Prime Minister John Key yesterday said a single business-focused super-ministry would replace the Economic Development Ministry, the Labour Department, the Science and Innovation Ministry and the Department of Building and Housing.
Having to deal with more than one ministry for the same transaction is often raised by the business community as a frustration.
"It has been a bugbear of business for some time that government's very fragmented in terms of the way it faces off against business, and this is going to draw that together in a much more coherent way," Deloitte New Zealand chairman Murray Jack said.
A single ministry could lead to unified policy, Jack said, citing the Labour Department's policy on immigration as not attuned to the needs of business.

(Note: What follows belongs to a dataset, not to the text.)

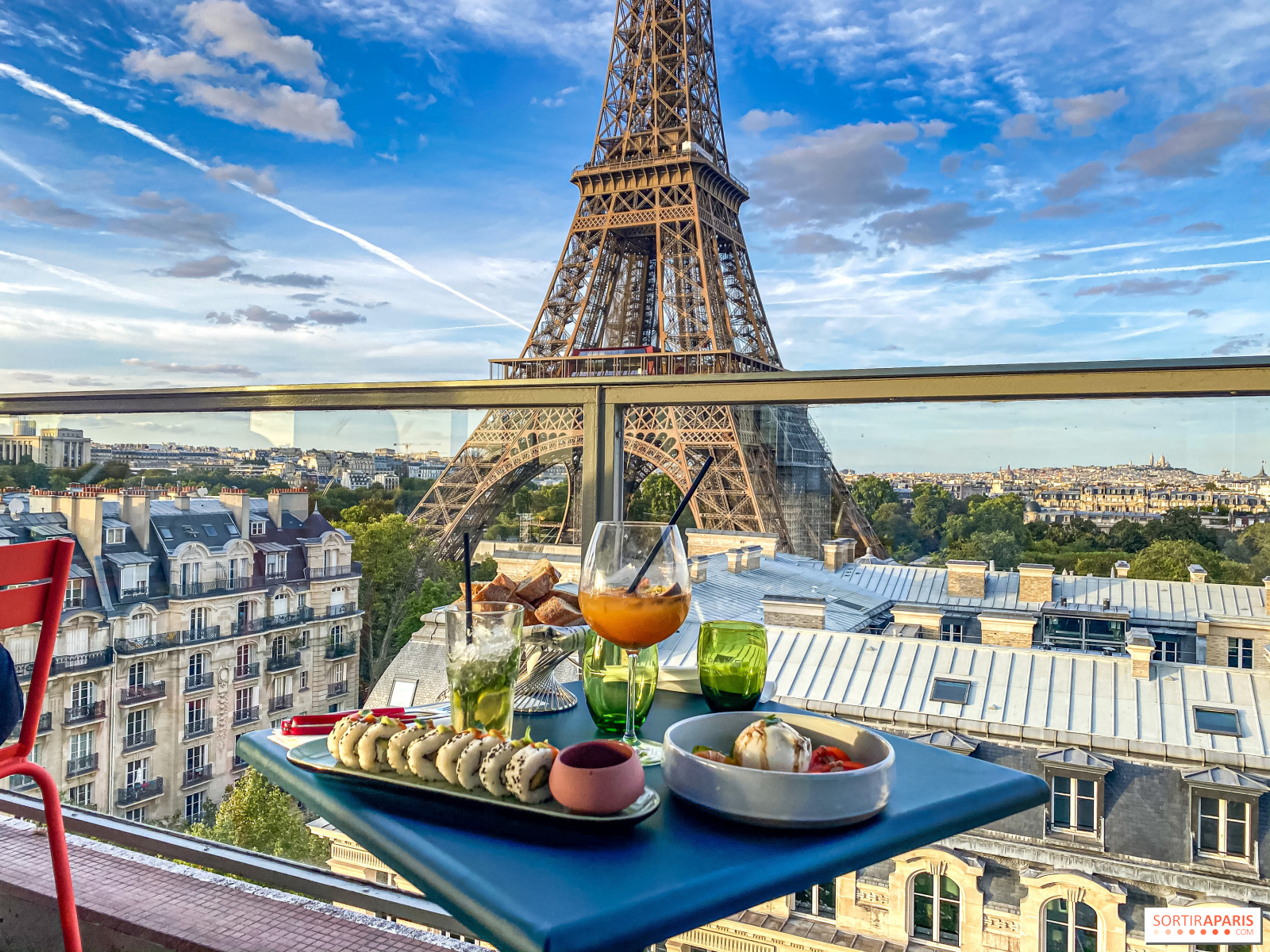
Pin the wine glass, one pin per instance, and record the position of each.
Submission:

BusinessNZ chief executive Phil O'Reilly said though the organisation had good working relationship with each of the ministries, each had its own chief executive and minister to report to, meaning staff could view issues in different ways.
A large, unified ministry with "seriously talented people" in policy development was exciting, O'Reilly said, although benefits would depend on the merger being well executed.
Grant Taylor, Wellington managing partner at Ernst & Young, welcomed the streamlined structure, but warned the merger process was likely to be troublesome.
"Bringing together four pretty large organisations is a major change-management headache for the chief executive potentially. I'm not sure we could point to too many mergers of large departments in New Zealand that have gone seamlessly."
One senior accountancy partner said red tape was often pointed to as the problem "when the real problem is something else".
Council of Trade Unions secretary Peter Conway said merging the Labour Department, which was responsible for working conditions, with business-focused departments, posed risks for staff.
"This merger begs the question – where will the "worker-facing" roles and functions that the [Labour] Department currently provides fit in the new structure?"